Planning director Jessica Trotman provided aldermen provided aldermen with an update on a traffic study currently under way that will help the town decide whether or not to change Cherry Street to a one-way road. 

The town hired J.M. Teague Engineering and Planning of Waynesville in mid-May to conduct a study of traffic patterns along Cherry Street after most of the merchants along the road in the center of the town's central business district made the request to have it turned into a one-way street. That study is not yet complete, Trotman said. 

The width of the road supports one-way travel with angled parking along one side, she said. 

"Fire code requires 14 feet for the travel lane on a one-way road," Trotman told the board. "If we go one-way we'll have angled parking on one side, and those spaces will come out at a 45-degree angle. The spaces have to be nine feet wide and 18 feet long."

That angle would allow "about 16 feet of space" for a travel lane, she said, and "about 19 feet to the curb."

"I don't think it would be tight at all," Trotman said. "I thought we'd be closer to the fire code standard but we have more room."

One challenge to the potential change cited by Trotman is finding space suitable to create a loading zone for truck deliveries. 

"We plan to meet with store owners to discuss when their deliveries come, how often they come and if they have any influence on scheduling them," she said. 

Trotman is trying to avoid putting an unloading zone in the travel lane, she told aldermen. 

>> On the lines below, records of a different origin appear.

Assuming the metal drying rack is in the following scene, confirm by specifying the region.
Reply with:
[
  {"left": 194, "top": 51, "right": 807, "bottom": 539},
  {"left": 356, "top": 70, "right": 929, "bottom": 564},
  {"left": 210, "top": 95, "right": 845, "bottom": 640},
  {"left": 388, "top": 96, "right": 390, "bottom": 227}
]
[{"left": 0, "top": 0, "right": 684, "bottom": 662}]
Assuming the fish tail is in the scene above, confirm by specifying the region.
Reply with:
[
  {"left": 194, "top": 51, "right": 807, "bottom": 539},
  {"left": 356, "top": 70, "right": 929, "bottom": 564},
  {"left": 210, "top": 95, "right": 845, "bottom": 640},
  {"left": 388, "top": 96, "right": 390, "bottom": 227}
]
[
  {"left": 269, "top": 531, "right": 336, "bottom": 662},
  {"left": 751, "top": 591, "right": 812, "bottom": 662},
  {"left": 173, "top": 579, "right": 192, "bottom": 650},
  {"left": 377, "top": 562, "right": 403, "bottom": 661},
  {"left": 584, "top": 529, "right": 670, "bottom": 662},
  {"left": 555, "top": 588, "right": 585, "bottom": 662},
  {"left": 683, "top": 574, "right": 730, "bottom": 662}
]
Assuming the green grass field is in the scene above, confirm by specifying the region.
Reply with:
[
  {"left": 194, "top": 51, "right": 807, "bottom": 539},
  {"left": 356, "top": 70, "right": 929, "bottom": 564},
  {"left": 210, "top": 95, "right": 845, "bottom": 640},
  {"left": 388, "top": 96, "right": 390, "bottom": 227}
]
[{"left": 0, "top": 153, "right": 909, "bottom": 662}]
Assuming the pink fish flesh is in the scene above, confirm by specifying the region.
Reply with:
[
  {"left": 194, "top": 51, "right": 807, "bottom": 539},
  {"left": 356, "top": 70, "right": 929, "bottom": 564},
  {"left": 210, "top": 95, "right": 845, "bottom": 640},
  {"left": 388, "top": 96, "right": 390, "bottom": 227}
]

"I realize that happens all over town and might happen anyway, but if I can avoid it, I'd like to," she said. 

One potential solution could involve designating several spaces as a loading zone for 18 wheeler trucks on a particular time and day every week. 

"This is really dependent on what the store owners tell us about what time their deliveries come," she said. "But there are already two spots where box trucks can unload, on Cherry Lane and the parking lot (accessible from Cherry Street and Broadway Avenue)."

Alderman Larry Harris asked Trotman if she had studied any comparable streets in similar towns. 

"Unfortunately what you usually see in situations like that is a more informal method," she said. "You'll see restaurant owners who know they have a delivery coming at a certain time and they'll put out cones to block off a few spaces. That's pretty common in this part of the state but I'd to make it a little more structured than that."

Harris asked Black Mountain police chief Shawn Freeman if he anticipated additional traffic problems on State Street if Cherry Street were to become open to only northbound traffic. 

"I think it would be an easier flow," Freeman said. "Coming up the hill and flowing into that right-hand turn (onto State Street) would flow easier than expected."

According to Trotman's calculations, changing Cherry Street to a one-way road and adding angled parking would add to the existing spaces downtown. 

"We'd definitely gain a pretty good number of parking spaces," she said. "It would allow us to exceed the (Americans with Disabilities Act) requirements for handicap spaces by two, and one for van access."

Changing the direction of traffic on Cherry Street would require a vote by the board of aldermen. The matter will be placed on the agenda for the regular meeting on Aug. 13.